Облдрамтеатр - Анатолий Азольский 3 стр.


Пятый час вечера, половина пятого, пять… Появился в шестом часу — напыщенный, злой, заоравший на Гастева еще в приемной, обозвавший его — уже за дверью, в кабинете, — смутьяном, невежей, хвастуном, и визгливый тон никак не соответствовал дореволюционной почтенности облика: костюм — тройка, чеховское пенсне, борода лопатою. Молодой преподаватель распекался за позавчерашнюю лекцию, на ней бывшим школьникам внушались некоторые незыблемые понятия — соотношение, в частности, между обычаем, то есть правилами поведения, привычками, грубо говоря, и законом. Тему эту Гастев растолковал так, что декана трясло от страха.
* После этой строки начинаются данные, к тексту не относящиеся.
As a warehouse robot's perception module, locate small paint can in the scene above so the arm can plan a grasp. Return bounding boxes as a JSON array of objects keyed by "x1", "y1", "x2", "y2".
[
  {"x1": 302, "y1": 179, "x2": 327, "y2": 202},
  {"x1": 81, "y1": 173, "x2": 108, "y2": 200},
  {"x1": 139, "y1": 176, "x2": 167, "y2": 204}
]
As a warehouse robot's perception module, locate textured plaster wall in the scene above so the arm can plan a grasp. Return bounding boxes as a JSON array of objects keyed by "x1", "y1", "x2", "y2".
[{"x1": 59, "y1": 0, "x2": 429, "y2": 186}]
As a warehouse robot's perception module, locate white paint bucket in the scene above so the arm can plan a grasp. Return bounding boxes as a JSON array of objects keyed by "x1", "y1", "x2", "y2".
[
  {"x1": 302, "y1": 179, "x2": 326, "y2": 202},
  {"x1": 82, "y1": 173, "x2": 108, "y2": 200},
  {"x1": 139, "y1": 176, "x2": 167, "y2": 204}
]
Это, шипел он, брызгая слюной, грубейший выпад против советского правоведения, неопытный преподаватель сознательно или непреднамеренно употребил «обычай» не в правовом смысле, а в обиходном, и будущим юристам облыжно сказано о примате нормативных актов над законом, в незрелые юные умы внедрена теорийка буржуазных злопыхателей, и это-то непотребство — в преддверии исторического момента, приближения всемирного события — семидесятилетия товарища Сталина, здесь бдительность нужна особая! То, что совершил Гастев, — недопустимо, вредоносно, изобличает в нем недостаточную идейно-политическую подкованность, свидетельствует о скудости его теоретического багажа, о пренебрежении им трудами классиков!..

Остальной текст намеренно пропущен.